The claim that we all worship something is similarly problematic, since worship is defined as acts of reverence and adoration for a deity. I certainly don’t revere anything like Christians do their god, much less any sort of deity. They also claim that everyone has a religion, but religion is “the belief in and worship of a supernatural controlling power”, and since I don’t believe in anything supernatural or worship anything, I clearly do not have a religion.
So what’s the reason for all this semantic dishonesty? Even if I had a religion, and believed in supernatural things, and worshiped, and had faith in unsupported claims…so what? Even if we ignore the obvious problems, these arguments can do no more than set us on equal footing. The Christian has still failed to demonstrate why their particular faith and religion are superior. They’ve merely admitted that the basis of their own worldview is as flimsy and irrational as they think mine is.
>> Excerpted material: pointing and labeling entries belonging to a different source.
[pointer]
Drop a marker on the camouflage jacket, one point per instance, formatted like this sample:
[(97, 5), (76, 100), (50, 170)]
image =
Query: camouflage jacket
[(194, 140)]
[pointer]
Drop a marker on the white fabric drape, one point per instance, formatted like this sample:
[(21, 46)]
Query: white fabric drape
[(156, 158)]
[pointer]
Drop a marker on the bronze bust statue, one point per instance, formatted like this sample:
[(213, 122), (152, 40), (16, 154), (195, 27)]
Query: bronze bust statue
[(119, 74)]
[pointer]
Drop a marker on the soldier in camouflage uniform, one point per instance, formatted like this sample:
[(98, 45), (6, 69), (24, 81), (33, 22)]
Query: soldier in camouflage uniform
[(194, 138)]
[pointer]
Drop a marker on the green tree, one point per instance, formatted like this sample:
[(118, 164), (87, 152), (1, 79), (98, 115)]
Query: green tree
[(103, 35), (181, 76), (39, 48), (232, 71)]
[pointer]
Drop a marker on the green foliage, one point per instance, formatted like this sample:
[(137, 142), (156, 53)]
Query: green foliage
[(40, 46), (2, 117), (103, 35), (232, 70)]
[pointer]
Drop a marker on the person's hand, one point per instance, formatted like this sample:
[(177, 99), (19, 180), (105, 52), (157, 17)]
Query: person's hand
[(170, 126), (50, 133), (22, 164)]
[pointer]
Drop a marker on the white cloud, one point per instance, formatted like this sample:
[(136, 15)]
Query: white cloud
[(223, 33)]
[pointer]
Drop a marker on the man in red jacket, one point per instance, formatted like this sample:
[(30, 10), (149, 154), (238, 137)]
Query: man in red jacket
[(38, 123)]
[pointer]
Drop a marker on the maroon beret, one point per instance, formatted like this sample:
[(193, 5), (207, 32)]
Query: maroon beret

The only real purpose these arguments serve is to obfuscate the situation and create a false equivalency between our differing beliefs, in hopes of shifting the burden of proof away from their religion. This is a common tactic to manipulate the conversation; the person making a claim tries to equate their claim to something said or done by their opponent, as if that justifies their argument or protects it from criticism. Trump did just that when he tried to justify his immigration ban by claiming Obama did the same thing, after years of attacking Obama for not doing it. So either Trump’s criticism of Obama on that matter was a bunch of lies, or his claim that he’s just doing what Obama did is a deceitful excuse to downplay the important differences.
The problem with being intellectually dishonest is that you have to remember every lie you tell in order to keep your future claims consistent. Or I suppose you could just forget about that and tell whatever lie is convenient in the moment, as Trump does, and maybe you too could become president of the wealthiest nation on earth! All you have to do is pander to white evangelicals. Their faith helped them fall for the propaganda of a neo-fascist who’s so inconsistent he frequently tells an obvious lie and then lies about lying, sometimes in the space of an hour or two.
That’s precisely what faith is useful for: tuning out cognitive dissonance and just believing whatever you want. Religious faith is fundamentally about believing something that is either demonstrably false or cannot be known, and in that sense I have faith in nothing.